"I don't suppose that Mrs. Luttrell asked him with any such notion," returned Rupert. "She merely wanted him to spend a few days with her at Netherglen."
"Has she much to leave? I thought the estates were entailed," said Percival.
"She has a rather large private fortune. I expected to find that you knew all about it," said Rupert, with a smile.
"It's the last thing that I should concern myself about," said Percival, superbly. And Vivian was almost sorry that he had made the remark, for it overset all the remains of his friend's good temper, and brought into ugly prominence the upright, black mark upon his forehead caused by his too frequent frown.
Matters were not mended when Rupert asked, by way of changing the conversation, whether Percival's marriage were to take place on Miss Murray's return to England.
"Marriage? No! What are you thinking of?" said he, starting up impatiently. "Don't you know that our engagement—such, as it is—is a profound secret from the world in general? You are nearly the only person who knows anything about it outside our own family; and even there it isn't talked about. Marriage! I only wish there was a chance of it. But she is in no hurry to give up her liberty; and I can't press her."

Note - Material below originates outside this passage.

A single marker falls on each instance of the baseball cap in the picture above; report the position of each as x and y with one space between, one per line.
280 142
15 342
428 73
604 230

And then he took his departure, with an injured feeling that Rupert had not been very sympathetic.
"I've a good mind to offer to go with him," said Mr. Vivian to himself when his friend was gone. "I should like to see them all again; I should like to enjoy the Italian sunshine and the fresh, sweet air with Kitty, and hear her innocent little comments on the remains of mediæval art that her father is sure to be raving about. But it is better not. I might forget myself some day. I might say what could not be unsaid. And then, poor, little Kitty, it would be hard both for you and for me. No, I won't go. Stay in Italy and get married, Kitty: that is the best thing for us both. You will have forgotten your old friend by the time you come back to London; and I shall drag on at the old round, with the same weary, clanking chain at my heels which nobody suspects. Good God!" cried Rupert, with a sudden burst of passion which would have startled the friends who had seen in him nothing but the perfectly self-possessed, cold-natured, well-mannered man of the world, "what a fool a man can make of himself in his youth, and repent it all his life afterwards in sackcloth and ashes—yet repent it in vain—in vain!"
Percival Heron did not choose to announce his coming to his friends. He travelled furiously, as it was his fashion to travel when he went abroad, and arrived at the little village, on the outskirts of which stood the Villa Venturi, so late in the evening that he preferred to take a bed at the inn, and sup there, rather than disturb his own people until morning. He enjoyed the night at the inn. It was a place much frequented by fishermen, who came to fill their bottles before going out at night, or to talk over the events of the previous day's fishing. There was a garden behind the house—a garden full of orange and I lemon trees—from which sweet breaths of fragrance were wafted to the nostrils of the guests as they sat within the little hostelry. Percival could speak Italian well, and understood the patois of the fishermen. He had a wonderful gift for languages; and it pleased him to sit up half the night, drinking the rough wine of the country, smoking innumerable cigarettes, and laughing heartily at the stories of the fisher-folk, until the simple-minded Italians were filled with admiration and astonishment at this Inglese who was so much more like one of themselves than any of the Inglesi that they had ever met.
Owing to these late hours and the amount of talking, perhaps, that he had got through, Percival slept late next morning, and it was not until eleven o'clock that he started, regardless of the heat, for the Villa Venturi. He had not very far to go, and it was with a light heart that he strode along holding a great, white umbrella above his head, glancing keenly at the view of sea and land which made the glory of the place, turning up his nose fastidiously at the smells of the village, and wondering in his heart what induced his relations to stay so long out of London. He rang the bell at the gateway with great decision, and told the servant to inform Mr. Heron that "an English gentleman" wished to speak to him. He was ushered into a little ante-room, requested to wait there until Mr. Heron was found, and left alone.